Bug#24449090 - BUFFER OVERFLOW IN FUNCTION DUPL

DESCRIPTION =========== Performing a pattern match of a Regex resulting into a very large string, leads to crash due to failed realloc(). ANALYSIS ======== dupl() calls enlarge(). It in turn calls realloc() for pointer p->strip. This eventually fails due to OOM. However we are still using the same pointer in memcpy() causing a SEGFAULT! FIX === 1) In dupl(), checking for error code (which would be set if realloc fails) immediately after call to enlarge().
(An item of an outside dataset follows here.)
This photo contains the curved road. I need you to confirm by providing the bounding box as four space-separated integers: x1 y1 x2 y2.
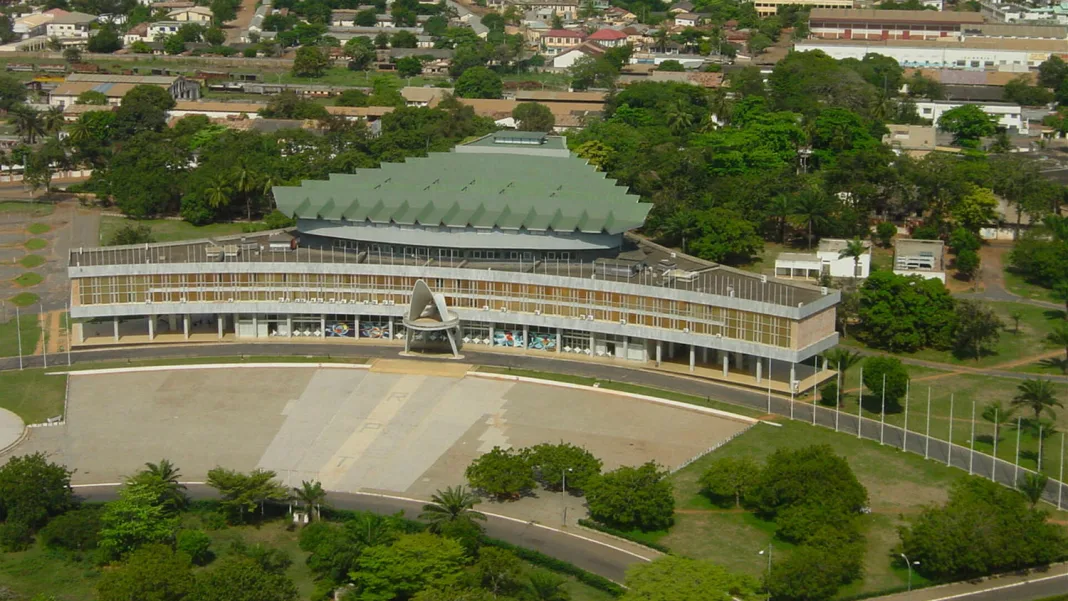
75 484 646 583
Returning now with this error code. 2) Handling the same in the caller functions.
2016-11-29 11:19:30 +05:30 · 2016-11-29 11:19:30 +05:30 · 8f29705851
commit 8f29705851
parent ab5932f851
1 changed files with 20 additions and 1 deletions
--- a/regex/regcomp.c
+++ b/regex/regcomp.c
@ -3,7 +3,7 @@

   This file was modified by Oracle on 2015-05-18 for 32-bit compatibility.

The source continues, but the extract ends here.